MEDAN, HOLOPIS.COM – Panglima TNI Marsekal Hadi Tjahjanto mengklaim bahwa sampai dengan saat ini masih banyak masyarakat yang termakan hoaks terkait dengan efek vaksinasi Covid-19.

Dalam kunjungannya ke Medan, Sumatera Utara bersama Kapolri, Hadi meminta peran serta seluruh tokoh agama dan tokoh adat di Sumatera Utara untuk memberikan edukasi terkait vaksinasi.

“Vaksin adalah salah satu upaya yang saat ini harus lebih kita optimalkan dalam menekan pandemi. Vaksin perlu mendapat perhatian karena sampai saat ini saya melihat masih ada masyarakat yang belum percaya vaksin dan masih ada masyarakat yang takut untuk divaksin,” kata Hadi, Rabu (3/11).

Dalam rapat yang dihadiri Gubernur Sumatra Utara H. Edy Rahmayadi beserta seluruh Forkopimda Provinsi Sumatera Utara tersebut, Hadi menyampaikan bahwa saat ini Kota Medan telah mencapai 70%.

Padahal, sebelumnya pada 24 Oktober yang lalu Kota Medan baru mencapai 66%. “Namun dalam waktu satu minggu, Kota Medan dapat menambah vaksin sebesar 4% dari target vaksinasi masyarakat atau lebih dari 54.000 orang,” ujarnya.

Capaian tersebut menurut Hadi, sangat penting karena Kota Medan adalah pusat perekonomian, jumlah penduduknya yang sangat besar dan mobilitas penduduk yang sangat tinggi, termasuk dari luar wilayah Kota Medan.

“Namun bila kita melihat Provinsi Sumatera Utara sebagai sebuah kesatuan, maka capaian vaksinasi dosis pertama di Sumatera Utara baru mencapai 46 sampai 47%,” tukasnya.

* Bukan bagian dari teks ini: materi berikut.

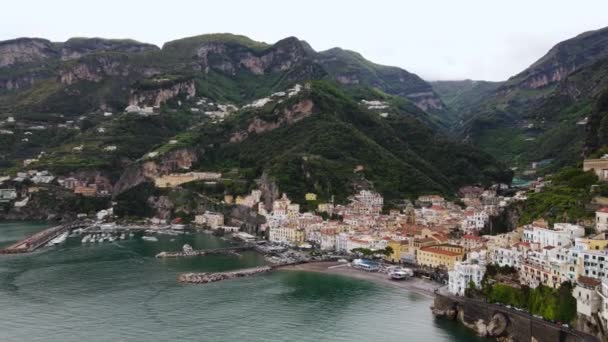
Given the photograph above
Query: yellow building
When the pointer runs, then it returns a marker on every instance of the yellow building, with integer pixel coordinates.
(599, 167)
(400, 248)
(440, 256)
(310, 196)
(593, 244)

Hadi kemudian juga berharap kepada Ketua Ikatan Dokter Indonesia, Majelis Ulama Indonesia, Persatuan Gereja Indonesia, para Bupati dan Kadinkes diwilayah Sumatera Utara untuk menyampaikan kepada masyarakat terkait pentingnya Vaksinasi dalam menekan kasus Covid-19.

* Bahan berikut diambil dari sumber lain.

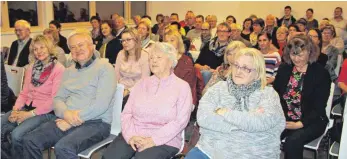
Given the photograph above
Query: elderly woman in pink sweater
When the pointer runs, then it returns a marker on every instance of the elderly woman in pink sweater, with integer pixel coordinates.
(34, 103)
(156, 113)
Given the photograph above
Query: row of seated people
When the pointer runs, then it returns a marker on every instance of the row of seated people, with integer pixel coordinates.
(235, 116)
(129, 38)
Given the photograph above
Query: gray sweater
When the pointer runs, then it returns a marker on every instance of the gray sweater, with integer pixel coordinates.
(240, 134)
(90, 89)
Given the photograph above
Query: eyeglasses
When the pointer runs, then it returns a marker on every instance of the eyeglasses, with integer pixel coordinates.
(79, 46)
(223, 31)
(243, 68)
(126, 40)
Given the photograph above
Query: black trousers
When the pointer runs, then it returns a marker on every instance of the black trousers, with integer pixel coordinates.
(120, 149)
(296, 139)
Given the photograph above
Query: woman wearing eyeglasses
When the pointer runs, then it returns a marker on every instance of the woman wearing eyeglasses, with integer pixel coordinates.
(241, 117)
(222, 71)
(303, 86)
(328, 55)
(132, 62)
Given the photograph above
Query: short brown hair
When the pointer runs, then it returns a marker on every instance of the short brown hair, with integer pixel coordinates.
(305, 43)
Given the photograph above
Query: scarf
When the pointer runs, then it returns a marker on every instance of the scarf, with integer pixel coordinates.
(242, 92)
(144, 42)
(216, 48)
(42, 71)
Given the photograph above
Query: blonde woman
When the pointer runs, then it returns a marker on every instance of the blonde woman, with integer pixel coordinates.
(35, 102)
(241, 114)
(132, 63)
(221, 72)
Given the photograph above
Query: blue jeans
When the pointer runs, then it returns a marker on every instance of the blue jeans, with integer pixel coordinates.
(206, 75)
(67, 144)
(196, 153)
(17, 132)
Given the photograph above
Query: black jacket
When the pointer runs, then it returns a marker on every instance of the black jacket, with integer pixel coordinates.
(315, 93)
(23, 58)
(63, 44)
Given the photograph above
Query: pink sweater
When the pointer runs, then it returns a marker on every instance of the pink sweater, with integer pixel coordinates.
(158, 108)
(42, 96)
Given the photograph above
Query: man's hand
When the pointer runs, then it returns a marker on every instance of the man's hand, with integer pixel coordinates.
(72, 117)
(62, 124)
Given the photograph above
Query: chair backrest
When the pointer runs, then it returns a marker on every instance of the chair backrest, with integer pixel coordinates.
(117, 110)
(15, 76)
(330, 100)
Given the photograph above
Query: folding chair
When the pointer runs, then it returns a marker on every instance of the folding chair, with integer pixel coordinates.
(314, 145)
(115, 125)
(15, 76)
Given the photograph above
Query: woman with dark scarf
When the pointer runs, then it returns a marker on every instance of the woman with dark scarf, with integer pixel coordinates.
(211, 55)
(34, 104)
(241, 114)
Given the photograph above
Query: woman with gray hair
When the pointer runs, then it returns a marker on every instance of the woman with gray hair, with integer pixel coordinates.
(240, 117)
(156, 113)
(221, 71)
(303, 86)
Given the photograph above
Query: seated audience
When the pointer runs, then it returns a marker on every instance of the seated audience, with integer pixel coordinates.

“Kita harus mengupayakan pemerataan optimalisasi pencapaian vaksinasi. Tanpa adanya capaian vaksinasi yang merata, maka upaya menekan pandemi akan berjalan lebih sulit,” ungkapnya.

Selain melaksanakan vaksinasi secara merata, Hadi juga mengklaim bahwa pilihan terbaik dalam menekan laju Covid-19 saat ini adalah mengambil langkah pencegahan dan antisipasi, agar tidak terjadi lagi lonjakan seperti yang lalu.

“Lonjakan kasus akan menyulitkan fasilitas kesehatan yang ada, memberi beban berat kepada tenaga kesehatan, menyulitkan ekonomi karena adanya pembatasan serta menyebabkan jatuhnya korban jiwa,” pungkasnya.